The caveat you raise, essentially “you didn’t do the experiment right/the right experiment” can also be raised for a direct replication. A failed direct replication does not invalidate the original because one can always claim that the replicator messed up or wasn’t technically good enough to make it work. Further, in my experience, when one does a conceptual replication that fails, it usually leads to one doing a direct replication as a control — did my conceptual replication fail because of poor experimental design or because the original claims are wrong.

Agree with your first and third paragraph. The second repeats the untenable claim — “copy of a piece we already have” — that assumes the original result is true. Uncertainty of evidence means that we don’t “have it” yet, and direct replication is a means of reducing that uncertainty. I’d be interested to your reactions to the papers I linked that unpack these issues in much greater detail (but no expectations that you spend time on them!).

You’re right, that’s probably poorly phrased — maybe “copy of a piece we provisionally have” would be better.

I think that authors should have to upload photos of their laboratory protocols, scribbles included. The printed methods are just not how science is performed. A few labs maintain websites that include key methods from their labs. Protocol and method journals should be used more often. I also totally agree about the Amgen debacle. It can take a PhD student 2 or 3 years to become proficient enough with a technique to generate quality data. They live and breathe the experiment and their careers depend on it. That level of motivation is often what leads to those great experiments. A group trying to do that 53 times over? Seriously? It would have been great has Amgen performed only 6 experiments and published all of their data (at the same time as the news articles). That would have been useful.

Welcome to the life of many scientists! Not only can it be hard to replicate someone else’s results, sometimes you can’t replicate your own! Culture room light bulb gets replaced, the weather changes, your consumables provider changes
etc. Detailed protocols and video of methods help, facilitating collaboration and communication helps. Accepting the validity of studies that show reproducibility helps. Including more bench scientists in this debate helps!

For much of my career, I conducted studies that were under-powered (because my understanding of statistical power was lacking). I was not unusual in that regard. When power is low, even real effects are hard to replicate. When a low-powered study yields a significant effect, the effect obtained is very likely an exaggeration of the true effect size. Consequently, other similarly powered studies are unlikely to replicate the initial finding (even if there really is an effect). In my lab, we often made conjectures about such failures (e.g., maybe it was the RA who ran the study, or maybe those summer subjects are weird) but now I believe that mostly the inconsistency was about lower power. If you haven’t watched Geoff Cumming’s Dance of the p Values, Google it!

Video-based publication is the best answer to increase the reproducibility of laboratory experiments. Video provides step-by-step visual demonstration of the technical details and allows quick learning of the methods. Everyone who worked in the lab can tell you how important it is to see an experiment, instead of reading about it.

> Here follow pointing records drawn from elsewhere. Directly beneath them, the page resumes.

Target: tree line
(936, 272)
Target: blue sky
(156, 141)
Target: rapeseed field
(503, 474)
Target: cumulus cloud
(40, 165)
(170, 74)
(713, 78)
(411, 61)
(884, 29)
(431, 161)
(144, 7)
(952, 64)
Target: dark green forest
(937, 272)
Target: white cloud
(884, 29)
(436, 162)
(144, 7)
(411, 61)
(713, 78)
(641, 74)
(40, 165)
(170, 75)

We implement it in JoVE, and get very good usage and feedback from scientists.

Text protocol journals (Current Protocols, Springer Protocols, Nature Protocols) and text protocol repositories (Protocols Online) have been around for decades, they provide a detailed text description of methods, yet we don’t see a significant improvement in the reproducibility. I agree that, in the absence of video, having the text protocols is better than nothing, but they are not a solution.

Compare for yourself the difference between the video and text protocols:
Video: http://www.jove.com/video/1938/the-subventricular-zone-en-face-wholemount-staining-and-ependymal-flow
Text: http://www.jove.com/pdf/1938/jove-protocol-1938-the-subventricular-zone-en-face-wholemount-staining-and-ependymal-flow

Disclaimer: I am the CEO and co-founder of JoVE (www.jove.com) , the science video journal.

Can we nibble away at the edge of the methods reporting problem by improving the reporting of search strategies for systematic reviews and meta-analyses?
The status quo is not good. Few systematic review authors include complete search strategies for all the databases that were searched; some don’t include any complete search strategies. If anyone thinks there’s enough detail in statements like “databases X,Y, and Z were searched using relevant terms such as A, B, and C” — find a librarian and ask why not.
But shouldn’t it be easier to document and replicate the methods of systematic reviews than many other experiments? We’re talking about textual database queries. There are no special reagents, no differences in individual technicians’ techniques, no need for expensive equipment or hard-to-recruit subjects. Documenting systematic reviews in sufficient detail as to allow for replication should be easy, relatively.
The culture change — persuading stakeholders to create better methods documentation — might also be easier in this domain. Systematic review authors presumably understand that complete reporting is valuable, since they depend on the authors of studies they cite to properly report their own findings. They already have standards for reporting that address not only the search methodology but also the eligibility criteria, study selection, data extraction, and risk of bias assessment. If systematic review authors aren’t well-disposed towards efforts to improve reporting quality, then no one will be.
So – can authors of systematic reviews and meta-analyses be persuaded to report in sufficient detail to allow replication? Will journal editors refrain from publishing systematic reviews and meta-analyses that don’t include such detailed reporting?
And most important — if we can’t achieve high-quality methods reporting in a well-suited domain like systematic reviews, is there any chance of improving methods reporting in other types of science?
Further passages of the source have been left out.